第14話 『再来と希望の書』
しばらくして、ロサラル王は大きな本を抱えて王の間へと帰ってきた。
ピュリアール王国に代々伝わる王国秘伝の、大きく分厚い書物である。
梨里香と紫苑、それにエルトルーシオとアナスタリナの4人は、ゆっくりと近づく国王に目をやる。
ロサラル王は先ほどまで腰かけていた場所に座り、机の上にその書物を大事そうに置いた。
「待たせたな」
「いえ」
国王の言葉に紫苑は短く答え、他の者は軽く会釈をする。
「先ほどのシオンの疑問点について答えるには、まずこの国に長きにおいて伝わるこの書物の存在を明かさねばなるまい」
そう言いながら国王は、その書物にそっと触れる。
梨里香と紫苑は古雅な装飾を施された、いかにも古くから王家に伝わる秘蔵の書とでも言うべき書物の表紙に見入っていた。

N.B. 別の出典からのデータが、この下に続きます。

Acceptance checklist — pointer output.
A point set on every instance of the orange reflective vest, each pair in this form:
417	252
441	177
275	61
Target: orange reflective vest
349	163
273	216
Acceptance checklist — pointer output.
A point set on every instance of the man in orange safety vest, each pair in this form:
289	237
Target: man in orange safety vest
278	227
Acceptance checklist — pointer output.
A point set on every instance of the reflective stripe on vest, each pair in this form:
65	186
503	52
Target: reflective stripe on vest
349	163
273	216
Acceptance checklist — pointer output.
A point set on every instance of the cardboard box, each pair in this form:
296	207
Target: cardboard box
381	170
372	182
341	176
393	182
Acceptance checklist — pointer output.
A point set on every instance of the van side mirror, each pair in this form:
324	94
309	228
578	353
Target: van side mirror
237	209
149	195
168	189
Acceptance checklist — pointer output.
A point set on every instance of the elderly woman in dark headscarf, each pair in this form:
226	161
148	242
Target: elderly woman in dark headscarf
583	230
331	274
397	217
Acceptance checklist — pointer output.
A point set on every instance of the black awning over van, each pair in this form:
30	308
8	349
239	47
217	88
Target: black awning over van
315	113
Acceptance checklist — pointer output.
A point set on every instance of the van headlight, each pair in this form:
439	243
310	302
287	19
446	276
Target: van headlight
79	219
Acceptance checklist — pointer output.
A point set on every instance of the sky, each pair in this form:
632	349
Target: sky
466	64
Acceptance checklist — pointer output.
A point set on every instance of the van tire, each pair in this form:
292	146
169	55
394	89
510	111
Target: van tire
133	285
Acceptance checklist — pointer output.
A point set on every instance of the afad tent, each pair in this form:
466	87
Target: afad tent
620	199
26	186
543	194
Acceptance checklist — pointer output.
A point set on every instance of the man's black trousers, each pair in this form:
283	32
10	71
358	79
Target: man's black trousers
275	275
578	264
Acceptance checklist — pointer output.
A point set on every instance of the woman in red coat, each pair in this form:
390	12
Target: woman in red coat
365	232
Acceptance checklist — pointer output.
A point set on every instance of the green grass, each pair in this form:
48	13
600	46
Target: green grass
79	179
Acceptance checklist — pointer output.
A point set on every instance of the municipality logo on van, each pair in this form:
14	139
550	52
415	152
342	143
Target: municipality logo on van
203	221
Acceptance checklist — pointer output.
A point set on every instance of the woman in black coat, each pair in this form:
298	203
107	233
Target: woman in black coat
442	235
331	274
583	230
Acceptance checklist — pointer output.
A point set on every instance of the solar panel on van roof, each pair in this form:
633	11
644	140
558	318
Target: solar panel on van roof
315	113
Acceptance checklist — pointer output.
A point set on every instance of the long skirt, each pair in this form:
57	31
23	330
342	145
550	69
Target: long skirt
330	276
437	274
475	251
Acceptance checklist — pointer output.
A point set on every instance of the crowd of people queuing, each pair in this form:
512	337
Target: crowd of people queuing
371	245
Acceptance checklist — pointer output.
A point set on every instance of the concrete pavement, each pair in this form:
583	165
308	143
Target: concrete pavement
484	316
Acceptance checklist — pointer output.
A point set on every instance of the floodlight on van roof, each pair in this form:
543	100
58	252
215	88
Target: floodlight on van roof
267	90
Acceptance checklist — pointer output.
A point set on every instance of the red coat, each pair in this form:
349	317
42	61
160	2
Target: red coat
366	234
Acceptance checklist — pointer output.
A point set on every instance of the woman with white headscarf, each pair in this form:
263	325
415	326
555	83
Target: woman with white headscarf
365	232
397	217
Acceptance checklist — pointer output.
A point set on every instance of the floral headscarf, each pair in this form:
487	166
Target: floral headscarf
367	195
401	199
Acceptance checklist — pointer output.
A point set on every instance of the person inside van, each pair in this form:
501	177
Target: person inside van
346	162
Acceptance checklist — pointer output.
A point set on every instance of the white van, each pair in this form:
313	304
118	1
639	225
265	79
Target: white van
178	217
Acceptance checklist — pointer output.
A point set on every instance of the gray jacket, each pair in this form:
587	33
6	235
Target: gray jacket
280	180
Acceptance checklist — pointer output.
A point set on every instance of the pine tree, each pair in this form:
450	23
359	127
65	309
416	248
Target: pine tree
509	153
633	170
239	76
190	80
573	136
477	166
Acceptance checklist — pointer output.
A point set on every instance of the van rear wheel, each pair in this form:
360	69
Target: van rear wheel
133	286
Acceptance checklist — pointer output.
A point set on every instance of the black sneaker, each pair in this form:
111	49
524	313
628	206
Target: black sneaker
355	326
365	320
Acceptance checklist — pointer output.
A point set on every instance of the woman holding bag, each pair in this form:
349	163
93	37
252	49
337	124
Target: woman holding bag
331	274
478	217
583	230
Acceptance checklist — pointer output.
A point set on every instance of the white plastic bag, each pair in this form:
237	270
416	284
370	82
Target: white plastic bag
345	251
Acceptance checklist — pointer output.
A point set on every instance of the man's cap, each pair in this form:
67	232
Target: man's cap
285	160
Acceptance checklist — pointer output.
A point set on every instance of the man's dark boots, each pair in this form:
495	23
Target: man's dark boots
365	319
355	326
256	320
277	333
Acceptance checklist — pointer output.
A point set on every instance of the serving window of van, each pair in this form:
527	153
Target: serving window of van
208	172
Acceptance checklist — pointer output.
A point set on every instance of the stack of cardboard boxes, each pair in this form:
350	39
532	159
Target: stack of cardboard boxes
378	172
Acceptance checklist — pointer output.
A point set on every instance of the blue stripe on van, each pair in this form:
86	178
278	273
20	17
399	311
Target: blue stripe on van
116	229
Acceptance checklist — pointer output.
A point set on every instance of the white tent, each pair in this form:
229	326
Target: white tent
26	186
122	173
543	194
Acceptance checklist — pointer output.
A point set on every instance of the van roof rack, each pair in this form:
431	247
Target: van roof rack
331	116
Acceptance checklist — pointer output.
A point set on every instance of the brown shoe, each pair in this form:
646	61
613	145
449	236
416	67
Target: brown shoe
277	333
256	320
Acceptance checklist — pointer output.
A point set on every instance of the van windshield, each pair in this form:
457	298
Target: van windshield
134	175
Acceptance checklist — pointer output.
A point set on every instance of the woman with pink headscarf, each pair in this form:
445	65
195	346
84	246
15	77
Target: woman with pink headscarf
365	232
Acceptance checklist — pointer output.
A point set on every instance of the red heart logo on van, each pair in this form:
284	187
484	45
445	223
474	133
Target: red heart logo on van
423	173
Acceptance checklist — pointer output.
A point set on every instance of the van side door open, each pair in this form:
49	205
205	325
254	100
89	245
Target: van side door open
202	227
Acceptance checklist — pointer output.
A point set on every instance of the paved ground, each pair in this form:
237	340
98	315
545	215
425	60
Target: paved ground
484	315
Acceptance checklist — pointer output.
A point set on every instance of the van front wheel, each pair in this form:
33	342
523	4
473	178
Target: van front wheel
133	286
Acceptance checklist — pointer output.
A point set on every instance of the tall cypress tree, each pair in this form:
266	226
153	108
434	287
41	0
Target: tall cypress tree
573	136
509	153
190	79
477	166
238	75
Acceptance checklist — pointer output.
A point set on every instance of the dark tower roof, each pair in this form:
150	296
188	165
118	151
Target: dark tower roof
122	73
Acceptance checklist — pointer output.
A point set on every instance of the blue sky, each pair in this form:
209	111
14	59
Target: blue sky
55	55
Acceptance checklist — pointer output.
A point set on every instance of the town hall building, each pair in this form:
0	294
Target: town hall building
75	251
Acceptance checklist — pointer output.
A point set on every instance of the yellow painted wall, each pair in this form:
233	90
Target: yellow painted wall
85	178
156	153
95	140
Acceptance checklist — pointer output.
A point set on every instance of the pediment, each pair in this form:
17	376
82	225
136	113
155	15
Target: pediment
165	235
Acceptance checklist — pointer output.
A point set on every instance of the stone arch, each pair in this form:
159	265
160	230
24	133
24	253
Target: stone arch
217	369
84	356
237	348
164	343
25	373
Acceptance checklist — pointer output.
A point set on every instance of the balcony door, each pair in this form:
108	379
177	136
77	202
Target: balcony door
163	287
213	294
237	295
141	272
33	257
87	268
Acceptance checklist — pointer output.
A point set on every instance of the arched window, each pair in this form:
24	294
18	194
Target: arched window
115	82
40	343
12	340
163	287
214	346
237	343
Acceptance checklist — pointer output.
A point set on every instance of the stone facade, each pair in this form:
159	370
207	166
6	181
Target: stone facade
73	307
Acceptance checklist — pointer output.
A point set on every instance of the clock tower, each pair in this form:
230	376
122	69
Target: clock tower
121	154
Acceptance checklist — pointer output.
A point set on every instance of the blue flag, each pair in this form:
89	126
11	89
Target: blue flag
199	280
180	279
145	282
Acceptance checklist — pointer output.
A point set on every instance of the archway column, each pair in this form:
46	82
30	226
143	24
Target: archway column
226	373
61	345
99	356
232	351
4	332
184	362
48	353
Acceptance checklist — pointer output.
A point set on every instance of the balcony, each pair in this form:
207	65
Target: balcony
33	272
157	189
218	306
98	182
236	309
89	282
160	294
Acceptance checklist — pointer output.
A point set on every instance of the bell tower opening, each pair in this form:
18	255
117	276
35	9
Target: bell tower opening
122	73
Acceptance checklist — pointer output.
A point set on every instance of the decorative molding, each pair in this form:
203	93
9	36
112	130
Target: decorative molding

梨里香と紫苑はその重厚な書物を目にして、少々興奮気味である。
ロサラル王は、まずこの書物について話し出した。
「この書はピュリアール王国で代々の国王に受け継がれてきた、『再来と希望の書』というものである。本来この書物は、王族しか閲覧を許されていない。しかし王に特別に許された者はこの限りではない」
国王の言葉に紫苑は驚き言う。
「え、そんな大切な書物の存在を俺たちに話しちゃってもいいんですか?」
紫苑がそう思うのも無理はない。
国王は、ゆっくりうなずいた。
「この書物の存在は、王族とここにいるエルトルーシオとアナスタリナ、あと数名の家臣のみが知っている。しかし内容については、この城ではエルとアナにしか話していない」
国王は続ける。
「それを何故リリィとシオンに話すのか、ということが気になるようだな」
「はい」
梨里香と紫苑は答える。
ロサラル王は『再来と希望の書』の表紙に手をかけ、そっと開いた。
梨里香と紫苑は中を覗き込む。
しかしそこに書かれている文字は、紫苑たちが普段使っているものとは違い、全く読むことはできなかった。
国王は書物について語り出した。
その書物にはこの国の歴史や成り立ちが記されている。
今までに起こったことが、その時代の王の手によって記されているのだ。
幾度となく訪れたこの国の困難。しかしそれを乗り越える手立てがある。
そして繰り返される試練は続くと。
その試練は身内の裏切りにより生まれ、汚れなきこころを持つ者の力により乗り越えられると。
書物の最後には、困難が訪れたとき、どのようにすれば良いのかという指南までが記載されている。
従って、この分厚い歴史書は、国にとって重要な書物であり、門外不出である。
基本、王族しか閲覧を許されていない。しかし王に特別に許された者はこの限りではない。
まだ不確かな情報ではあるが、最近のよからぬ噂はロサラル王の耳にも入っている。
それがこの書物に記されている試練に繋がることとなるのかは定かではないが、ロサラル王は一抹の不安を抱いていた。
王の杞憂であればよいのだが、もしもの時に備えておくべきだと王は考えている。
もしもそれが杞憂ではなく現実のこととなる場合には、必ず助けになる者が現れるであろう。
その聖なる者、そして勇気ある者達の訪れが近いことを、ロサラル王は感じていたのだ。
そこに希望を以て、これから訪れるであろう困難に打ち勝つべく、こころを強く保つ必要があることをロサラル王はつけ加えた。
「その聖なる者と勇気ある者って……」
「察しがいいな、シオン。君たちだよ」
「えー。そんな、私はただの平凡な女子高生ですよ!」
「俺だってただのファンタジー好きな高校生ですよ」
梨里香と紫苑が戸惑うのも無理はない。
「いや。間違いない。やっと見つけたんだ。我らの希望の光を。未来へと導く者たちを」
ピュリアール王国のロサラル王は、その書物『再来と希望の書』から目線を上げ、力強く遠くの一点を見つめ呟いた。